For Project 2, you will complete a series of exercises exploring [order data from Chipotle](https://github.com/TheUpshot/chipotle), compliments of _The New York Times'_ "The Upshot."

For these exercises, you will conduct basic exploratory data analysis (Pandas not required) to understand the essentials of Chipotle's order data: how many orders are being made, the average price per order, how many different ingredients are used, etc. These allow you to practice business analysis skills while also becoming comfortable with Python.

---

## Basic Level

### Part 1: Read in the file with `csv.reader()` and store it in an object called `file_nested_list`.

Hint: This is a TSV (tab-separated value) file, and `csv.reader()` needs to be told [how to handle it](https://docs.python.org/2/library/csv.html).

In [56]:
import csv
from collections import namedtuple   # Convenient to store the data rows

DATA_FILE = './data/chipotle.tsv'

In [57]:
import csv

# specify that the delimiter is a tab character
with open(DATA_FILE, mode='r') as f:
    file_nested_list = [row for row in csv.reader(f, delimiter='\t')]

### Part 2: Separate `file_nested_list` into the `header` and the `data`.


In [58]:
header = file_nested_list[0]

In [59]:
data = file_nested_list[1:]

---

## Intermediate Level

### Part 3: Calculate the average price of an order.

Hint: Examine the data to see if the `quantity` column is relevant to this calculation.

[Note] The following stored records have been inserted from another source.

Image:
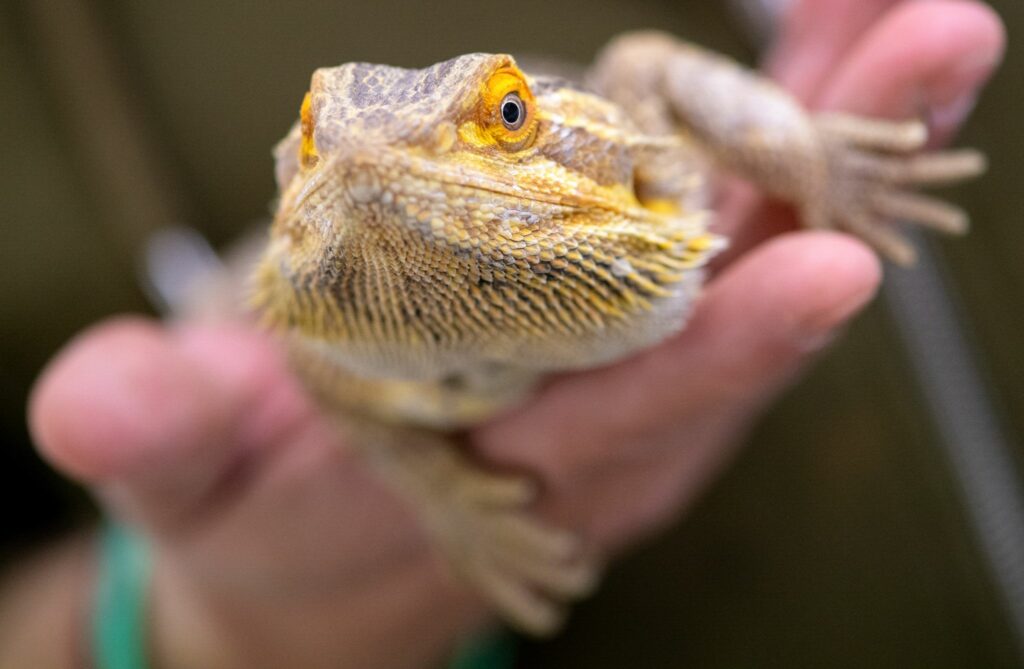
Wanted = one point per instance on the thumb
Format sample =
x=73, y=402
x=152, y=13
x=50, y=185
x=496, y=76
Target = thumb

Hint: Think carefully about the simplest way to do this!

In [60]:
# ### Calculating the sum of the price of all orders

# After exploring our data for a minute, we find two orders for the same item - Chicken Bowl - differing by the quantity

print header
print data[4]
print data[5]


# We see that the item_price field reflects the quantity ordered. Thus, to calculate the total value of all orders, 
#we can safely ignore the quantity column because the item_price takes quantity into account.
# We want the sum of all the order prices - the last item in each list. Here are two ways we could get this data:

SyntaxError: Missing parentheses in call to 'print'. Did you mean print(header)? (<ipython-input-60-fc04f50db206>, line 5)

In [None]:
# Option 1
prices = [row[4] for row in data]   # slice to position four

# Option 2
prices = [row[-1] for row in data]   # slice to the last position

In [None]:
# Let's look at the first five results:
prices[0:5]


# Each item in the list is a sting.  We can tell this because the results above are wrapped in quotes.
# To confirm, let's explicity check the type of the first item in the list:

type(prices[0])

In [None]:
# Since we want to do a calculation, we need to change the type from string to float. 
# To do this, we first need to remove the $. Here are two different ways to accomplish this:

# Option 1
prices = [row[4][1:] for row in data]   # remove the dollar sign by slicing

# Option 2
prices = [row[4].replace('$', '') for row in data]   # remove the dollar sign by replacing '$' with an empty string

In [None]:
# Let's look at the first five results:
prices[0:5]


In [None]:
# Now we can convert our results to floats
prices = [float(row[4][1:]) for row in data]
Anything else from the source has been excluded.